About Me

My photo
Nazareth, Pa., United States

Wednesday, April 09, 2014

Hanover Township is On Target

Add caption
"On target" was the operative phrase when Hanover Township Supervisors met on April 8.

Construction of Village View Park, a 25-acre complex including four playing fields for soccer, lacrosse and field hockey, is well under way. After approving about $132,000 in payments to Livengood Excavating, Chair John Diacogiannis asked Township Engineer Jim Milot how things were progressing.

"On target," answered Township Manager Jay Finnigan.

"I wasn't talking to you, I was talking to him," said the Chair, referring to Milot.

"On target," answered Milot. He added that the $849,000 project will be finished by the end of June.

Open space money from Northampton County, a gaming grant from Monroe County and land donations from the Lehigh Valley International Airport is what made this park possible.

In other business, Supervisors unanimously agreed to appoint Robert Cepin as Recreation Director, with an annual $43,000 salary. Currently the Assistant Director, Cepin was chosen from a field of 80 applicants, 15 of whom were interviewed. Cepin will be assisted by Joshua Aniskecich, who was appointed unanimously with an annual salary of $35,000. Aniskecich was the Recreation Director in Perkasie.

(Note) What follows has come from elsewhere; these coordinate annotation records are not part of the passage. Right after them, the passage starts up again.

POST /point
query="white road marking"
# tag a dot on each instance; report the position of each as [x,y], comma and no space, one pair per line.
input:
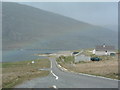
[51,64]
[54,75]
[54,86]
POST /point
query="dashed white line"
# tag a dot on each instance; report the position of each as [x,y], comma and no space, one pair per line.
[54,86]
[54,75]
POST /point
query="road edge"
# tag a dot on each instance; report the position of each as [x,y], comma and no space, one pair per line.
[66,70]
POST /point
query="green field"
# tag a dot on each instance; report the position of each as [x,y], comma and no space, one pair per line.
[14,73]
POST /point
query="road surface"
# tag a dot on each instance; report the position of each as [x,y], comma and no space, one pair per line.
[60,79]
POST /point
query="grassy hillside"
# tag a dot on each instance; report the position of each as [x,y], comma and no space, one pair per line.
[28,26]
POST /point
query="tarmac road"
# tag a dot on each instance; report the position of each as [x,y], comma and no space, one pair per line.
[61,79]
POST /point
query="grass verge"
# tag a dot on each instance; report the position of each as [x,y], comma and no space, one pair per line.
[14,73]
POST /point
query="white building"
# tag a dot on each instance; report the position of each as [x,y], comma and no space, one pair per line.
[104,50]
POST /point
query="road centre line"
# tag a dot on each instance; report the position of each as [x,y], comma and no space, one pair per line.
[54,75]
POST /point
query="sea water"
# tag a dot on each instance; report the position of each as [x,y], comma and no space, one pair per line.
[22,55]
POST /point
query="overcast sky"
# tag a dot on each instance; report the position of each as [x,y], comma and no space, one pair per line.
[97,13]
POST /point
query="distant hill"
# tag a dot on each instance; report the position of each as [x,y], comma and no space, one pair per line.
[28,27]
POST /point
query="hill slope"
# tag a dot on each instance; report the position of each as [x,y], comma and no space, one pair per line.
[29,27]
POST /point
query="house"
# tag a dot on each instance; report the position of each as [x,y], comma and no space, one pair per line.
[80,57]
[104,50]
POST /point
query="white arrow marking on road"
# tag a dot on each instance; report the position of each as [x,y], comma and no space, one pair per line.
[54,75]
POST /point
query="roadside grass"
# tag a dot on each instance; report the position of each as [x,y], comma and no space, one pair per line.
[14,73]
[107,67]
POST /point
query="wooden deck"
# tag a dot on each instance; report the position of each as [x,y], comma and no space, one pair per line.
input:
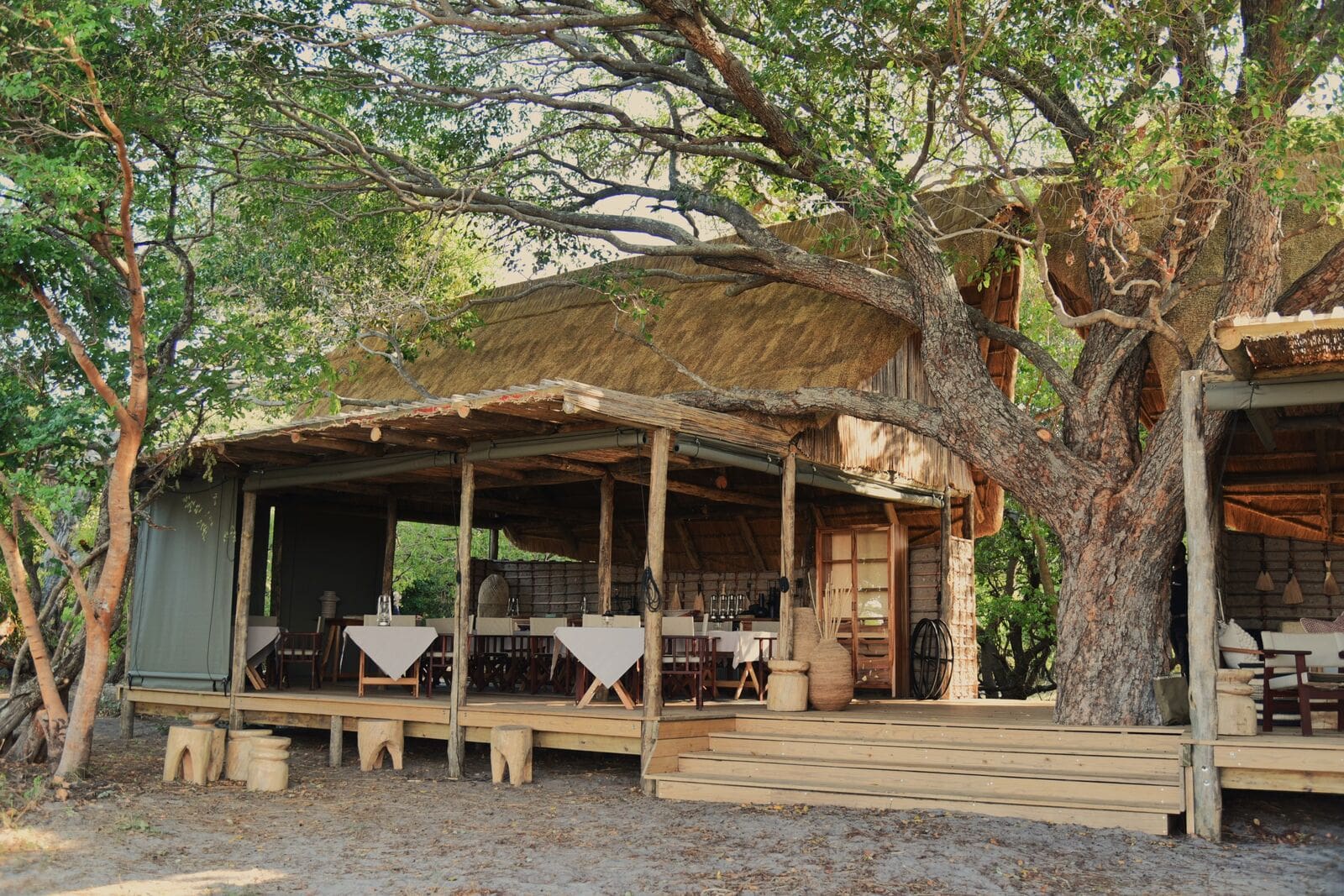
[990,757]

Public Works Director Vince Milite told the Board that he and his crew have started street sweeping, working north to south. He asked residents to check the Township web page to see daily locations. Residents are requested to find other parking than on streets designated for sweeping.

Milite also warned about the potholes that sprout up this time of year. "They are horrible, but we're on 'em as soon as they pop up," he told Supervisors. Until hot asphalt can be used, potholes will continue to open every one to two days. The Township web page warns, "All drivers should drive carefully and be aware of the potholes."

5 comments:

Anonymous said...

May 2011 Hanover Township was awarded a $499,970 grant from the Monroe County Gaming Authority for the development of Village View Park.

2014 Submitted a gaming grant application for construction for a new 2.5 million dollar centralized fire station. This is the third try.

WOW….that is a lot of gaming impact from Monroe from 40 miles away! These are worthy projects, however if you live in the Northern tier of Leigh County, need not apply.

The point is that the Gaming Share Legislation is broken and needs to be fixed. It is time to trim back some of the dedicated funding and expand the benefit to more municiaplities.

Anonymous said...

Why trim back dedicated (impact) funding? The sole purpose is to benefit municipalities on which the casino has direct impact. The municipalities adjacent to the hometown of the casino are the most impacted. Perhaps, one day, no more big ticket items will need funding, and it will be spread out for smaller projects.

Anonymous said...

Transgretional Transformation ReSurgance Developmetal Tool of the Brown Hole of the valley?

Anonymous said...

How can you justify communities 40miles from Mount Airy benefiting from Monroe gaming grants, however if you are 4 miles from the Sands you may be out of luck? Excluding 2013 the dedicated share is as follows: Bethlehem has received $34M, Allentown $13.1M, and Easton $1.7M. Others have received $200K+ through grants. Some have not received ANY and are looking for tokens in the Sands parking lot! On top of the dedicated funding from Sands, Northampton County municipalities have also benefited from an additional $1.675M from Monroe County alone in 2013. Bethlehem has recieved Northampton County Money as well as Monroe County Money.

Anonymous said...

Interesting how Hanover Township raids the pot of Monroe County money but never applies to Northampton County as a favored status community for Sands money? Why is that? Someone?